Tim Horan has tossed up Ryan Lonergan as a kicking solution as the Wallabies prepare to fend off the French and avoid a 10-year Test low.

Australia will play France in Brisbane on Saturday, fresh off blowing a 12-point lead in a crushing 33-31 Nations Championship loss to Ireland in Sydney.

Replacement flyhalf Ben Donaldson missed two late penalty kicks, both from long range and out wide, while starting No.10 Carter Gordon missed two conversions as the hosts piled on five tries.

But 12 penalties and those misses hurt the Wallabies, ill-discipline again a theme as coach Joe Schmidt prepares to pass the baton to Les Kiss after next weekend’s Perth Test against Italy.

A loss at Suncorp Stadium would see the Australian team head west on their first six-game losing streak since 2016.

Horan, encouraged by what he saw in Sydney, said the loss highlighted the fine margins separating the eighth-ranked Wallabies from the best.

“If you pull the Test apart, we’re clutching for where we get better,” two-time World Cup winner Horan told AAP.

“If you’re finding ways to improve … we nailed pretty much everything apart from four kicks from the sideline.”

Scrumhalf Lonergan shone in his first Test start before being taken off before halftime and assessed for damage to his throat.

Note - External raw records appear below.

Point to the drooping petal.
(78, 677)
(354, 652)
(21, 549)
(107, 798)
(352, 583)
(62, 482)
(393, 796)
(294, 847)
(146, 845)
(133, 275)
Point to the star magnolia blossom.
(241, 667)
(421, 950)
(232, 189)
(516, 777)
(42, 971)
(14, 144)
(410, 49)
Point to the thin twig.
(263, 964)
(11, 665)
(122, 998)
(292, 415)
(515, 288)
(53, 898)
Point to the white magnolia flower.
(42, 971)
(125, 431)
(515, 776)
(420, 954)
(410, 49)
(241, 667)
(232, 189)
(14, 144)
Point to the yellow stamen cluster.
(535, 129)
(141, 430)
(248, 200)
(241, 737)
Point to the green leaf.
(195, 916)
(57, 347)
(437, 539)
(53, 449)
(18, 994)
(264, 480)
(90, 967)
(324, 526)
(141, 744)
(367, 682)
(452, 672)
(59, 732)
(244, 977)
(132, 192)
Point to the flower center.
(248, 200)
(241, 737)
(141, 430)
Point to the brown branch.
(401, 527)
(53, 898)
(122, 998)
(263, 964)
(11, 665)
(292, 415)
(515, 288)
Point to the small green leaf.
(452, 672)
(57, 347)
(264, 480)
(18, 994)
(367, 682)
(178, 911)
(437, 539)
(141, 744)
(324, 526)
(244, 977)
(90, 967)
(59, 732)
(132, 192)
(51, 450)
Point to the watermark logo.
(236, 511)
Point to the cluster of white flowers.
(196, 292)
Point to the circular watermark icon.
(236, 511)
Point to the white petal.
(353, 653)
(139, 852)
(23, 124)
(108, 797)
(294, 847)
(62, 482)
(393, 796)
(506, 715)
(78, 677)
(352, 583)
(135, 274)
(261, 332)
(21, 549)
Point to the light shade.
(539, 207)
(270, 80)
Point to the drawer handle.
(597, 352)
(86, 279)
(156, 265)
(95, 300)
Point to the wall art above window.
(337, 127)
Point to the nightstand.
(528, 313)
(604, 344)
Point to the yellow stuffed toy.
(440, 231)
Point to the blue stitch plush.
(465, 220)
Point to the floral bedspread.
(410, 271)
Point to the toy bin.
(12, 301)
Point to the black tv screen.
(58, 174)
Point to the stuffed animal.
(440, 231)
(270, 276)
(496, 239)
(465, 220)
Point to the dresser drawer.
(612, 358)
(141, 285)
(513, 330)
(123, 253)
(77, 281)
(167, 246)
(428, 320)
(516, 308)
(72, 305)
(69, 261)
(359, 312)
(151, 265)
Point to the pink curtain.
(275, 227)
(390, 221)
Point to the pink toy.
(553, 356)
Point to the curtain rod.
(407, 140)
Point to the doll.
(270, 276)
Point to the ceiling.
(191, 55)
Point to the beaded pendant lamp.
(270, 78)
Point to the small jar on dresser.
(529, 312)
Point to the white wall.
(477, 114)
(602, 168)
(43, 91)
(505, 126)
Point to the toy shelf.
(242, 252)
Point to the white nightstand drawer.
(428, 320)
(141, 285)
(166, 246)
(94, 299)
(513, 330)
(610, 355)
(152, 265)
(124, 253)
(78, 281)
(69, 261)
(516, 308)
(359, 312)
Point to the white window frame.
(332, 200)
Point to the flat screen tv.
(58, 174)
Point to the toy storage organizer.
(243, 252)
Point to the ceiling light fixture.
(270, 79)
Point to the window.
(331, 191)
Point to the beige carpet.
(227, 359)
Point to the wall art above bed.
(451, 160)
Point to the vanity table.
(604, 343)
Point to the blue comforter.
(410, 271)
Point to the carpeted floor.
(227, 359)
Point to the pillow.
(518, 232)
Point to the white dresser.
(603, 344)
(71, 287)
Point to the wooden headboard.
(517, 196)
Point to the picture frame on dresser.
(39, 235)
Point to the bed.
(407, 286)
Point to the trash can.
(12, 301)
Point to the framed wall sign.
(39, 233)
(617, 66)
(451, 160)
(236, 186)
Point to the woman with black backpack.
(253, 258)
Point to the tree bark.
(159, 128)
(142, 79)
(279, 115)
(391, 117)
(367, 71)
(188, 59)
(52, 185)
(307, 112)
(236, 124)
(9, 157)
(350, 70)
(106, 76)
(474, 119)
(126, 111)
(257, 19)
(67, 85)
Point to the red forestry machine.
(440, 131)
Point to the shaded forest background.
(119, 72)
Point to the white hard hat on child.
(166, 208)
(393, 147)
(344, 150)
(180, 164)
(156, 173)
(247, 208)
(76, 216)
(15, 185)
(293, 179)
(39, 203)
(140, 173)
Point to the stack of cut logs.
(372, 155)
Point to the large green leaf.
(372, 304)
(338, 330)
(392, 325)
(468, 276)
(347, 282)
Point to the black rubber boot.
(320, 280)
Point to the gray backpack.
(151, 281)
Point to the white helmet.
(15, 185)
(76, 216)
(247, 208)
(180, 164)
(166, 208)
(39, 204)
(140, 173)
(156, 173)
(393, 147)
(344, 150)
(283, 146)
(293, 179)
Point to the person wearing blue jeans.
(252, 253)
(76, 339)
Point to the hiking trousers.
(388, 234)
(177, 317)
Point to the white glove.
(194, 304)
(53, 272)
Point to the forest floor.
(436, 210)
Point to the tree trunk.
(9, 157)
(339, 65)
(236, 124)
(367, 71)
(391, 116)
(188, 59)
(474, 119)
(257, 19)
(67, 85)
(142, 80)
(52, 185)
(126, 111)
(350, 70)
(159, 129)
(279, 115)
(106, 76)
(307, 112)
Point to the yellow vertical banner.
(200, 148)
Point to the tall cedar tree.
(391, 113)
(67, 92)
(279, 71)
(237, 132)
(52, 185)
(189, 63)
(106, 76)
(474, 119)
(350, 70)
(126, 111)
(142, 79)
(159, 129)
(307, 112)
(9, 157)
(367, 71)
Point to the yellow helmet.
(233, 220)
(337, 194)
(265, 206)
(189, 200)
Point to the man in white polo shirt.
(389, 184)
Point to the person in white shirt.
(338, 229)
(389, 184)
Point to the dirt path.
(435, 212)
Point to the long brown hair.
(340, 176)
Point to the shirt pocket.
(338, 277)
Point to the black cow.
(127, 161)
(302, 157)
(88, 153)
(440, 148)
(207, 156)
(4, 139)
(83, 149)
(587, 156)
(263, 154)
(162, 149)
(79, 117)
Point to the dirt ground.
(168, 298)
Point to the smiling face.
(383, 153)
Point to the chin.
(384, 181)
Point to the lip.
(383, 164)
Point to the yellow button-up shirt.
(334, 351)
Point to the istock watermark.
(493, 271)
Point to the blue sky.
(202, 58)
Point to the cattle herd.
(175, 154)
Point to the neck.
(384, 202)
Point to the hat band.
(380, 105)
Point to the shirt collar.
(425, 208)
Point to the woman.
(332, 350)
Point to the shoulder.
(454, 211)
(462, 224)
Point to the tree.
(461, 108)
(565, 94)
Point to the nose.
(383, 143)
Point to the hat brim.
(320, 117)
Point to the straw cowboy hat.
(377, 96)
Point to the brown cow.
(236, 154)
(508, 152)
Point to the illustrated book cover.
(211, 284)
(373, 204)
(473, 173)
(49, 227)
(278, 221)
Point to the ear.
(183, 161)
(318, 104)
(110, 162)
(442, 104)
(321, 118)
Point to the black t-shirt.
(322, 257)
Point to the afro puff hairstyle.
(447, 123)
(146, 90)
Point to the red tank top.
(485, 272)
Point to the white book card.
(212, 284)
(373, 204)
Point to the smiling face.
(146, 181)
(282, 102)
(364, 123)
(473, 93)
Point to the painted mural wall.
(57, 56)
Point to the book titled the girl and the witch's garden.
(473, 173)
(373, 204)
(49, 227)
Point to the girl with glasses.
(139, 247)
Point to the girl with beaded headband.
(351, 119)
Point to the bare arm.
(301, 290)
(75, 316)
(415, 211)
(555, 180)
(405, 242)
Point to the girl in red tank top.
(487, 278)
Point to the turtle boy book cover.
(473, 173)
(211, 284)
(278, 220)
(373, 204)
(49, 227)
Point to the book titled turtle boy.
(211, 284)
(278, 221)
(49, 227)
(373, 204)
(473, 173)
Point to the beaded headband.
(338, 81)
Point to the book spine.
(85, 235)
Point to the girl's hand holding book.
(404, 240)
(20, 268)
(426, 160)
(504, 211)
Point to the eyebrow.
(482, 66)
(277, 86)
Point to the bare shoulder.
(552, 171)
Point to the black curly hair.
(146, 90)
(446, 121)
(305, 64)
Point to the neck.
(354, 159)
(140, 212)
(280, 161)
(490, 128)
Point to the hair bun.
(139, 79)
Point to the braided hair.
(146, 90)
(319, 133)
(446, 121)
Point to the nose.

Gordon was taken off with cramp in both calves and is awaiting medical clearance ahead of the French Test.

Horan said Schmidt had indicated that Lonergan was Gordon’s back-up kicker and would have been preferred, ahead of Donaldson, if he was still on the field in the late stages.

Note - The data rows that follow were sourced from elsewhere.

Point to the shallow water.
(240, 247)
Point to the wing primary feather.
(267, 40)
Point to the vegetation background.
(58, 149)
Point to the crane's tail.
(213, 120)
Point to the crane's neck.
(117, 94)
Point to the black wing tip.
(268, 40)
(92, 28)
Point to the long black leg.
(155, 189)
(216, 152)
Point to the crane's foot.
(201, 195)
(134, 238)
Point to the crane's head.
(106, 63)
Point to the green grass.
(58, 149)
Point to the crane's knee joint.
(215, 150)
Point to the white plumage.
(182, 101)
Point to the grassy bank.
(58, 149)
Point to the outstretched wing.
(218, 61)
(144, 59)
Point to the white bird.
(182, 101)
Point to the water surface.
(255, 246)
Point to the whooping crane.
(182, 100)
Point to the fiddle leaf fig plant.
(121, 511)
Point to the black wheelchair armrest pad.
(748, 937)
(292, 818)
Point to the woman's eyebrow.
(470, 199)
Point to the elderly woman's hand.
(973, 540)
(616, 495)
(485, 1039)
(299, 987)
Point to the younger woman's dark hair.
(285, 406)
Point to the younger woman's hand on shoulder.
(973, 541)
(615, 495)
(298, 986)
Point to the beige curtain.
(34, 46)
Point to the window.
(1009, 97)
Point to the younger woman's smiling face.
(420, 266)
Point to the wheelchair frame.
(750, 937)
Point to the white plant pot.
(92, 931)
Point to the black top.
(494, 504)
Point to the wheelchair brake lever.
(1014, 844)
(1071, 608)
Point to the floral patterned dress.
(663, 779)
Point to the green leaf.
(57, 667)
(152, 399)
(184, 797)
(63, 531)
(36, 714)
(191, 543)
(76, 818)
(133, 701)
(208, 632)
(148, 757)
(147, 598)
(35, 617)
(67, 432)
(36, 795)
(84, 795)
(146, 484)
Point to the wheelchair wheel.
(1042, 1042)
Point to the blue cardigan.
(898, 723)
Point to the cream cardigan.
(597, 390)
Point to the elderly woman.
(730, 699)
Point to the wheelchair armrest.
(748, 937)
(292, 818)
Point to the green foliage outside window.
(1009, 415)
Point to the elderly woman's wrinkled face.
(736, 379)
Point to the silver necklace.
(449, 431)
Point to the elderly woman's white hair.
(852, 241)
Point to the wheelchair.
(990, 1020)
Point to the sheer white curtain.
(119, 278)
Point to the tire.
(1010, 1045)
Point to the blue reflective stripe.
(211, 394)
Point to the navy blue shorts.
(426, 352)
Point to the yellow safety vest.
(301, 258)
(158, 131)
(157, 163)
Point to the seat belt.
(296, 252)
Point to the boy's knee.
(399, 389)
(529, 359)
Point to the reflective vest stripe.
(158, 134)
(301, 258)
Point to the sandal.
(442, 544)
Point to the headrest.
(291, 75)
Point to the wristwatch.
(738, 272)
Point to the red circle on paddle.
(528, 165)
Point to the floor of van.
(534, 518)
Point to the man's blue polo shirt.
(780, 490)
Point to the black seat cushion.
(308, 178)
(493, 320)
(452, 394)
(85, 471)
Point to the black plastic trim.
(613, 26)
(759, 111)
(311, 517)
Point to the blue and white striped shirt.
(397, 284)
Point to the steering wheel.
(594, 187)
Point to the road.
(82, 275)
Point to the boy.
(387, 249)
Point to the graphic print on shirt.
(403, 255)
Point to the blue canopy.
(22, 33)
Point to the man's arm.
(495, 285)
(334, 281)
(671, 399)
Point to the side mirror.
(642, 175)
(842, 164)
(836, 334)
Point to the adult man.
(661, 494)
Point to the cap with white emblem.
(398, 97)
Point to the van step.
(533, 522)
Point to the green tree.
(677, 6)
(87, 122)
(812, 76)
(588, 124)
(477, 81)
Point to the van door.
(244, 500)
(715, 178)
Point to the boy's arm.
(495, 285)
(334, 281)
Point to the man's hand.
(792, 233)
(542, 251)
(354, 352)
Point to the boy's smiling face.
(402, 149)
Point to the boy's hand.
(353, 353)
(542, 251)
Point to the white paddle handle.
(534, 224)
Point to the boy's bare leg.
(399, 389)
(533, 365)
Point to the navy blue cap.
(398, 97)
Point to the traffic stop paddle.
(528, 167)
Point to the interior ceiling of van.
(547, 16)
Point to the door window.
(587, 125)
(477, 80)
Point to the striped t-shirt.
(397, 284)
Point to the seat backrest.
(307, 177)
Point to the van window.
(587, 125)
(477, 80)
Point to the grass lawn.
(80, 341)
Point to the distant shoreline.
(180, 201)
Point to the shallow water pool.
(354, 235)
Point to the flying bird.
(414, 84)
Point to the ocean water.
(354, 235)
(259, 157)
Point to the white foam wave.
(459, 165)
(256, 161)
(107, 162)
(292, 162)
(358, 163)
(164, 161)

“You’ve got to have two or three kickers, and Donaldson’s got to step up if Carter and Lonergan are replaced,” he said.

“Carter’s first two kicks, very difficult, but you need everything spot-on in Test match footy … look at (Thomas) Ramos for France, he nails everything.

“And in the last 10 minutes, the whole thing you’re doing is trying to get inside their 50 for that (kick) to come into play, without thinking ‘we have to go for touch’.

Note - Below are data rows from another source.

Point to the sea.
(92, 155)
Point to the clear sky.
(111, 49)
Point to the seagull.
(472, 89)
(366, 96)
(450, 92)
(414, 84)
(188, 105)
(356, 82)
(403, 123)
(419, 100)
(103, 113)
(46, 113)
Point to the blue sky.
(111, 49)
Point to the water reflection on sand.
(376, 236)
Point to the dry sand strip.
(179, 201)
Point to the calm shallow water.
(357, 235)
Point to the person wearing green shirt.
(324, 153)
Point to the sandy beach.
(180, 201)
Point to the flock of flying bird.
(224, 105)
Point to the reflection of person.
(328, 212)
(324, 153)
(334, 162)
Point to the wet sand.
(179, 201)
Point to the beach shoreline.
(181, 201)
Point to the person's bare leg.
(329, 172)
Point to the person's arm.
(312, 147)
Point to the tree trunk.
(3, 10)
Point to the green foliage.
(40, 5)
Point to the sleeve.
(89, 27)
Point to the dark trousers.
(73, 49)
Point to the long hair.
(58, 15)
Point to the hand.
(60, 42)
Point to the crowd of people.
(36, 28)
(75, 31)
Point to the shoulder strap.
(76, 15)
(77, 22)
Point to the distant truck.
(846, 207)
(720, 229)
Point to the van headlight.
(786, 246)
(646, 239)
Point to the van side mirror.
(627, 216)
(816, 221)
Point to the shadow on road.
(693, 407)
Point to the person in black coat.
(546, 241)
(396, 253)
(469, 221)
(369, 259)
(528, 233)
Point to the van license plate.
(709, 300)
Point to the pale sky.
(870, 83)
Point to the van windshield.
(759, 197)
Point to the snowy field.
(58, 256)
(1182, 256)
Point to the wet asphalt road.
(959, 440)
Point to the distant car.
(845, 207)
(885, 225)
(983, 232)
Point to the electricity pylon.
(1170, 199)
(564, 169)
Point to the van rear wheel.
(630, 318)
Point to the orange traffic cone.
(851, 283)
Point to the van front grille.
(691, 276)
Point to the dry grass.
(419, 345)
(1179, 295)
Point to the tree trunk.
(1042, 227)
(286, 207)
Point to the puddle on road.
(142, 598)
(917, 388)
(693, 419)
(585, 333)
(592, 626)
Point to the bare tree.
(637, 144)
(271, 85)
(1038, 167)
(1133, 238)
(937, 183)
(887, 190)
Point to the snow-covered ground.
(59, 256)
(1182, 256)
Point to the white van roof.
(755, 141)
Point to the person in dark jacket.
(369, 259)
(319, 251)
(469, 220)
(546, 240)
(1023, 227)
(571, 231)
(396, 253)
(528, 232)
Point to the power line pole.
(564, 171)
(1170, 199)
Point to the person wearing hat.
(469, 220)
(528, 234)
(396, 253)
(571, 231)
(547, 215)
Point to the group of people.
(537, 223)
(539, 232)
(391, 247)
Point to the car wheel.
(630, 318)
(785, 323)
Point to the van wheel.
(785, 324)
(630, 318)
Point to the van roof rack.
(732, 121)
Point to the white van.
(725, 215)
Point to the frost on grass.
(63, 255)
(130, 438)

“Lonergan, he’s a bit like (former Wallabies scrumhalf) Nic White, who they would turn to for those kicks from beyond 50.”

Lonergan kicked at 90 per cent after round eight for the Brumbies and is proven from long range.

Reds No.10 Gordon was shielded from kicking duties until late in the Super Rugby Pacific season in an attempt to manage his leg niggles.

The case for Lonergan, who is understood to be cleared of injury and available, might not need to be made, given Gordon is under a cloud.

Horan hopes the pair are fit to resume their partnership in Brisbane after linking superbly at their first attempt.

“Their first thought, second thought and third thought is to run the ball,” Horan said.

“But Carter … he asked those questions, then didn’t go to a fourth or fifth phase, he just said, ‘OK, let’s get out of here’.

“His game management’s really improved.”

Ramos, like superstar halfback Antoine Dupont, has been rested from France’s tour, which began with a similarly tense 34-32 loss to New Zealand in Christchurch.

Fullback Jock Campbell, who scored in his first Test in nearly four years, said the Wallabies needed to practise what they preached.

“It’s just a few moments and they were clinical and we let a couple slip,” he said.

“That’s hard to take … but you’ve got to do it on the field.

“(We can’t be satisfied) until we do get over the hump.”